Die Gemeinde stellt den Grund, der Landkreis mietet den Bau

Freude allenthalben also, insbesondere bei Johann Eichler, der in Begleitung der halben Rathausmannschaft und vieler Gemeinderatsmitglieder zum Festakt erschienen war. Ayings Bürgermeister war noch vor wenigen Wochen ganz anders gelaunt, wenn er auf die Adresse Am Bahnhof 17 angesprochen wurde. Regelrecht sauer war er auf die Regierung von Oberbayern, als diese im Juni einen Planungsstopp für Flüchtlingsunterkünfte verhängt und Kommunen untersagt hatte, neue Flüchtlingsunterkünfte für noch nicht anerkannte Asylbewerber anzumieten - und das nur zwei Monate vor der Fertigstellung des Gebäudes.
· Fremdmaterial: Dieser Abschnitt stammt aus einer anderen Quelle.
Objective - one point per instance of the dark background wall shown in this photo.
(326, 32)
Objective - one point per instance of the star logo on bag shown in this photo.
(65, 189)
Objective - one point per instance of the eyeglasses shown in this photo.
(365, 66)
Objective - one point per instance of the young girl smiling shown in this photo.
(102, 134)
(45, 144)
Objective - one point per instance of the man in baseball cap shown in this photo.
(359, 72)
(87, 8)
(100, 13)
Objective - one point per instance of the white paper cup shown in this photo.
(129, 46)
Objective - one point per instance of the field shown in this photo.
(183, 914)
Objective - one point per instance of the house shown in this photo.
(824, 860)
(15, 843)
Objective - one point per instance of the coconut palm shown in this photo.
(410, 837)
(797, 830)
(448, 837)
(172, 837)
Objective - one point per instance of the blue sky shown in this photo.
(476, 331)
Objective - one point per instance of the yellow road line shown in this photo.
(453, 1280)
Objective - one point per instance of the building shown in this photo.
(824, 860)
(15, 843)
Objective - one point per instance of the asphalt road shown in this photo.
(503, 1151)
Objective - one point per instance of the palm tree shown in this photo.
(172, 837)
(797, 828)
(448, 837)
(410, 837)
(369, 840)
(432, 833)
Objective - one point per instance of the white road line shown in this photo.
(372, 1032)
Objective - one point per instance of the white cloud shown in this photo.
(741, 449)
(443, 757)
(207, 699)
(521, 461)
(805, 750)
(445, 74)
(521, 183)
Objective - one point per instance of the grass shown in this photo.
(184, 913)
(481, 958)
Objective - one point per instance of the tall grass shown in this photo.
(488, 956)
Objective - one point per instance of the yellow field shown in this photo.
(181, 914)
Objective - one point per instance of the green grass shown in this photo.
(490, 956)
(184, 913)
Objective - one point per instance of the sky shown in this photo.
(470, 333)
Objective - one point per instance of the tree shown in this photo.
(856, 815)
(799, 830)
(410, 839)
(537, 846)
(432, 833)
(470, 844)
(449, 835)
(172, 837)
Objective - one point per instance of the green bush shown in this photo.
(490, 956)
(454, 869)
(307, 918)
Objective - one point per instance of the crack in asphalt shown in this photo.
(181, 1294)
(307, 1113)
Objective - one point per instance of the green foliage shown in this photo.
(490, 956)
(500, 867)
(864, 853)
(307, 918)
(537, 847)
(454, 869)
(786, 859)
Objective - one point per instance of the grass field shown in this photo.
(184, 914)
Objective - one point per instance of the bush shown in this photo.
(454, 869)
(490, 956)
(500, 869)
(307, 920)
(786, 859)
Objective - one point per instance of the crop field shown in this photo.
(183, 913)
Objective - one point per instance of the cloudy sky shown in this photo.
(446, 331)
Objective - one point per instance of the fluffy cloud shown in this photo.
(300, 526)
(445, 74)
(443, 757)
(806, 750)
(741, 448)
Eichler schilderte das Dilemma, in dem die Gemeinde heute stecken würde, wenn der Planungsstopp inzwischen nicht aufgehoben worden wäre. Dann hätten seinen Worten zufolge 20 anerkannte Flüchtlinge in das neue Haus ziehen dürfen, während die 30 anderen hätten schauen müssen, wo sie unterkommen. Eine unbefriedigende Situation wäre entstanden für die Flüchtlinge, aber auch für die Mitglieder des Asylhelferkreises, "die Erstaunliches geleistet haben" und deren Bemühungen dann konterkariert worden wären.

Aying: Bei Ulrich Bittner, Ilse Weiß, Hans Eichler, Ursula Mayer und Christine Squarra (v. l.) ist die Freude groß.

Bei Ulrich Bittner, Ilse Weiß, Hans Eichler, Ursula Mayer und Christine Squarra (v. l.) ist die Freude groß.

(Foto: Claus Schunk)

Nach zehn Jahren können Ayinger Wohnungssuchende einziehen

Nun also kann die Containeranlage bald aufgelöst werden, doch nicht nur das: Das neue Gebäude wird, sobald die Baugenehmigung vorliegt, im Süden einen Anbau mit neun weiteren Wohnungen bekommen, die aber nicht zur Aufnahme weiterer Flüchtlinge dienen, sondern die Gemeinde Aying nach eigenem Gutdünken belegen kann, etwa für Pflegekräfte oder Erzieherinnen. Diese Verwendungsoption ist Teil einer Vereinbarung zwischen Gemeinde und Landratsamt, wobei Aying erst seit Ende 2014 Mitglied der Baugesellschaft München-Land ist, der aktuell 26 der 29 Landkreiskommunen angehören. Die Vereinbarung sieht weiter vor, dass die zwölf Wohnungen zehn Jahre dem Landkreis München zur Unterbringung von Asylsuchenden dienen und danach Wohnungssuchenden aus Aying angeboten werden. Im Gegenzug hat die Gemeinde dem Landkreis das Grundstück zu einem eher symbolischen Erbbauzins von Höhe von jährlich 100 Euro überlassen.

Alle Wohnungen wurden ohne staatliche Förderung finanziert

Die reinen Baukosten für das Energieeffizienzhaus (KfW 70 Standard) betragen gut 1,7 Millionen Euro, die Gesamtherstellungskosten sind jedoch mit 2,6 Millionen Euro deutlich höher. Grund für diese auffallend hohe Differenz ist laut BML-Geschäftsführer Ulrich Bittner die Lage des Gebäudes wenige Meter neben dem Bahngleisen. Die Aufwendungen für den Erschütterungs- und Schallschutz erklärten die Mehrkosten. Zur Finanzierung des Projektes wendet die BML 1,2 Millionen Euro Eigenmittel auf, hinzu kommt ein Kapitalmarktdarlehen in Höhe von 826 000 Euro sowie ein KfW-Darlehen in Höhe von 600 000 Euro. Beide Darlehen wurden bei der Kreissparkasse München-Starnberg-Ebersberg aufgenommen.

Dass alle Wohnungen ohne staatliche Förderung finanziert worden sind, ist ganz im Sinne der Gemeinde Aying. So kann sie in spätestens zehn Jahren über die Vergabe der Wohnungen völlig frei entscheiden und muss keine Förderrichtlinien beachten. Bis dahin dient das Gebäude der Integration, wie Eichler sagte. Wohl auch der Integration des kleinen Mädchens, das nach dem Ende der Zeremonie mit anderen Kindern Fangermandl auf einer Kiesfläche spielt. Zu ihrem neuen Zuhause wird auch ein kleiner Spielplatz gehören.